# The Blue Chapel - Wales, May 2016



## TheVampiricSquid (May 24, 2016)

This is a rather short report from me, but one I wanted to share.

This was on the hit-list for our trip to wales, and after spending the morning floating around the car cave in a rubber dinghy this was next on the list. I loved the look of this place - i'd wanted to see it for so long and i'm glad we finally made it there. 22 hours, 600 miles later and numerous cans of energy drink we were finally home. Had a cracking day with some quality company and one i'll remember for a long time. 

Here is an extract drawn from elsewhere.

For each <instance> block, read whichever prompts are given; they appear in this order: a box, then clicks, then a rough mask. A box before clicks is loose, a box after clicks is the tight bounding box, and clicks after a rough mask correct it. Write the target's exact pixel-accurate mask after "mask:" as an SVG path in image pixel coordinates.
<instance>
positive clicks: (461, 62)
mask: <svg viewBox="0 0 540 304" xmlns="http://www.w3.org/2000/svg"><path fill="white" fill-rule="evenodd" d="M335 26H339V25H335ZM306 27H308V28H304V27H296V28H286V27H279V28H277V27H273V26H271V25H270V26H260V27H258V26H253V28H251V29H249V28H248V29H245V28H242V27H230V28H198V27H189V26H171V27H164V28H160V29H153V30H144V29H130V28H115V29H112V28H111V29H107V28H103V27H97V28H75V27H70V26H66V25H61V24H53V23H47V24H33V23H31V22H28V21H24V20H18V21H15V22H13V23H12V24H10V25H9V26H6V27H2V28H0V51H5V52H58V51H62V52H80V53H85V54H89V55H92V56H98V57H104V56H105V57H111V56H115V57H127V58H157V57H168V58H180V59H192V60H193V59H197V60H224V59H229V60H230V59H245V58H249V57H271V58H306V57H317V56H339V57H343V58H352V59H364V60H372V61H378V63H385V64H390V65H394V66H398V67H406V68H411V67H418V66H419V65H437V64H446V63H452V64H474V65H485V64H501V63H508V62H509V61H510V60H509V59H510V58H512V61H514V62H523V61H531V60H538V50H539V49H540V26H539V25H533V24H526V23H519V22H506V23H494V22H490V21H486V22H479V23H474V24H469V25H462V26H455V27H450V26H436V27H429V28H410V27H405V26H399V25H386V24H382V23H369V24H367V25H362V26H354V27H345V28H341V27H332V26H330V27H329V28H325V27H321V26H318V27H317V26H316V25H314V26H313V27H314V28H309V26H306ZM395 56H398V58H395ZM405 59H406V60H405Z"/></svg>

Sorry it's a little short - I hope you enjoy the images.


----------



## HughieD (May 24, 2016)

Glad you did share as that's a cracking little place...


----------



## krela (May 24, 2016)

I like that first photo, thanks.


----------



## smiler (May 24, 2016)

I like buildings that are allowed to decay at their owe rate without help from the cerebral deceased or are folk fascinated by fire, Proper Job Squid, I enjoyed it, Thanks


----------



## Rubex (May 24, 2016)

This is one of the most decayed chapels I have been in so far. Beautiful photos VampiricSquid


----------



## flyboys90 (May 24, 2016)

Now that is pure decay!Great images.


----------



## Sam Haltin (May 24, 2016)

What a state this chapel is in, just decay at its worst.


----------



## TheLonelyDoctor (Jun 1, 2016)

Great images of a fab little place. I wonder what it would have been like in its hey-day.


----------



## night crawler (Jun 1, 2016)

Great post, always feel a little sad seeing chapels end like this


----------



## scottyg100 (Jun 1, 2016)

First photo starts it off, looks completely amazing.
Thanks for sharing 
Love that first photo!


----------



## tazong (Jun 1, 2016)

Cracking set as always bud - shame theres only a few.


----------



## UrbanX (Jul 7, 2016)

That peelage.....
Beautiful photos, thanks for sharing


----------



## JJexplorer (Jul 8, 2016)

Gorgeous shots! Can't wait to experience this place for myself


----------



## mookster (Jul 9, 2016)

Hugh Jorgan said:


> What a state this chapel is in, just decay at its worst.



Personally I would say decay at it's best!


----------